The mention of her father brought a wrench to Sandrine’s heart. She never knew her father, not properly, not as other families. For so much of her life, Sandrine had been alone, cared for by distant cousins and strangers in her childhood, finding her own way in Fampoux during her adolescence. Her pain was made all the greater knowing that he had been there, just half a mile from the outskirts of the village, inaccessible but for the most restrictive of visits. And those hateful visits, which could only be short during daylight hours, brought their own demons and resentment. Sandrine always felt she was growing up in the shadow of neglect and a father she could see but could never reach. As her mother had proved, there could be no chance of a normal relationship between the father and his offspring.
The isolation had brought a self-sufficiency and a spirit to Sandrine, but it had also tormented her so much so that she wondered whether she would ever be able to love, or be loved, with truth and sincerity. At times she’d felt the almost unbearable weight of neglect and loneliness, so great she wondered how she could go on. But now, buried within that rancid cave, surrounded by those desperate souls, she felt more wretched and alone than ever.

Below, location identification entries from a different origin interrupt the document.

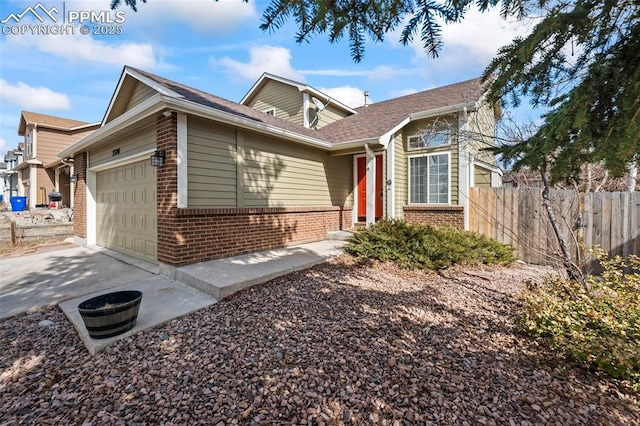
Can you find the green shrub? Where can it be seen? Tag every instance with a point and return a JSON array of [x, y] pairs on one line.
[[425, 247], [600, 329]]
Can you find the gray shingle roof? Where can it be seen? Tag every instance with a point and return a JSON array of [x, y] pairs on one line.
[[370, 122], [378, 118]]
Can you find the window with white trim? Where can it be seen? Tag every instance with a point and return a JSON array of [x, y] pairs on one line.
[[429, 179], [437, 135], [29, 140]]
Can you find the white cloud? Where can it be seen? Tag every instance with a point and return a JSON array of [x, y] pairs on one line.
[[403, 92], [4, 147], [336, 73], [468, 46], [482, 34], [204, 16], [272, 59], [33, 98], [79, 48], [351, 96]]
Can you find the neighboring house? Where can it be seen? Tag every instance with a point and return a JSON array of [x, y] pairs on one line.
[[232, 178], [3, 183], [12, 159], [42, 171]]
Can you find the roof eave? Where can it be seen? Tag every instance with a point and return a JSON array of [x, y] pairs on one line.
[[232, 119], [140, 111], [356, 143], [159, 102], [127, 71]]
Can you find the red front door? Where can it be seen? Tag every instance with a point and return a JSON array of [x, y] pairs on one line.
[[362, 187]]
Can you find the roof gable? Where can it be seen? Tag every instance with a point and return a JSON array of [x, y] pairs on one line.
[[379, 118], [207, 99], [127, 93], [265, 78]]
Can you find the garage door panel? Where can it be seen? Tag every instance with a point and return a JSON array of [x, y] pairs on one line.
[[126, 210]]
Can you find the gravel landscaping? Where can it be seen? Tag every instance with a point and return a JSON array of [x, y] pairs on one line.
[[340, 343]]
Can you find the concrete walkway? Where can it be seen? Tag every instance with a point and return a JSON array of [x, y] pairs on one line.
[[68, 277], [223, 277]]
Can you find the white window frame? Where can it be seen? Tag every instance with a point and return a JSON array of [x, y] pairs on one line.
[[431, 154], [425, 143], [29, 141]]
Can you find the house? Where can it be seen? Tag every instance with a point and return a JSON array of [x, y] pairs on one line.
[[12, 159], [41, 171], [296, 102], [284, 166]]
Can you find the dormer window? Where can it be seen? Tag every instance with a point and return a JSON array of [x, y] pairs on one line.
[[435, 136]]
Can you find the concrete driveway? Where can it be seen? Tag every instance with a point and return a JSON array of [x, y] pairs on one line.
[[50, 278]]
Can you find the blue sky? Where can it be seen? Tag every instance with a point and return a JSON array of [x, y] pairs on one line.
[[217, 47]]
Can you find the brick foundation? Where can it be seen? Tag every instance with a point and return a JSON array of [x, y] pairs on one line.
[[197, 235], [194, 235], [80, 196], [435, 215]]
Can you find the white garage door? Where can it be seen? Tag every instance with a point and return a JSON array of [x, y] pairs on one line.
[[126, 210]]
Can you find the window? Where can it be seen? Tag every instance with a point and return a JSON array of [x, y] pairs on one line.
[[29, 140], [429, 179], [436, 135]]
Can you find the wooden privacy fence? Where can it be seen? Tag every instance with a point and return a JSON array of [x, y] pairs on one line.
[[516, 216]]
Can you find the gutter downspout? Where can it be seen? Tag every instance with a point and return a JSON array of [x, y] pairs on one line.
[[371, 184], [464, 169], [72, 186]]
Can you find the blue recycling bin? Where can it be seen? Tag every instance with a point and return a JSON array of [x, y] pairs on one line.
[[18, 204]]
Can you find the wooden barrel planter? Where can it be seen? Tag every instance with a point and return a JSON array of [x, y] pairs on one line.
[[110, 314]]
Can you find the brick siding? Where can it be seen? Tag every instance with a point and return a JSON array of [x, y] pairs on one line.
[[80, 196], [435, 215], [195, 235], [198, 235]]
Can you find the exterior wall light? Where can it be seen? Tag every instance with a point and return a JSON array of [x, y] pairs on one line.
[[157, 159]]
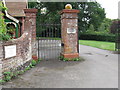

“You look sad, little one,” Calath called, a concern clenched about her words.
Sandrine forced a smile and buried her misery deep inside of her, as she always did eventually. With everything she had in her world above – compared to these lamentable creatures, doomed to remain in the filth and darkness – she refused to reveal her hidden sorrow to them. But inside her emotions churned. She felt stunted, like a seedling starved of light. She knew her heart was like that of a flower waiting to reveal itself and its true beauty, but having had so little love with which to cultivate it, the bud was firmly closed.
“I mourn for you, Calath,” Sandrine replied, reaching out and drawing her to sit beside her on the rock she had found.
“You are kind, Sandrine.”
“Kindness does not come into it, Calath. You are family. I just hope what my father and I have done is enough.”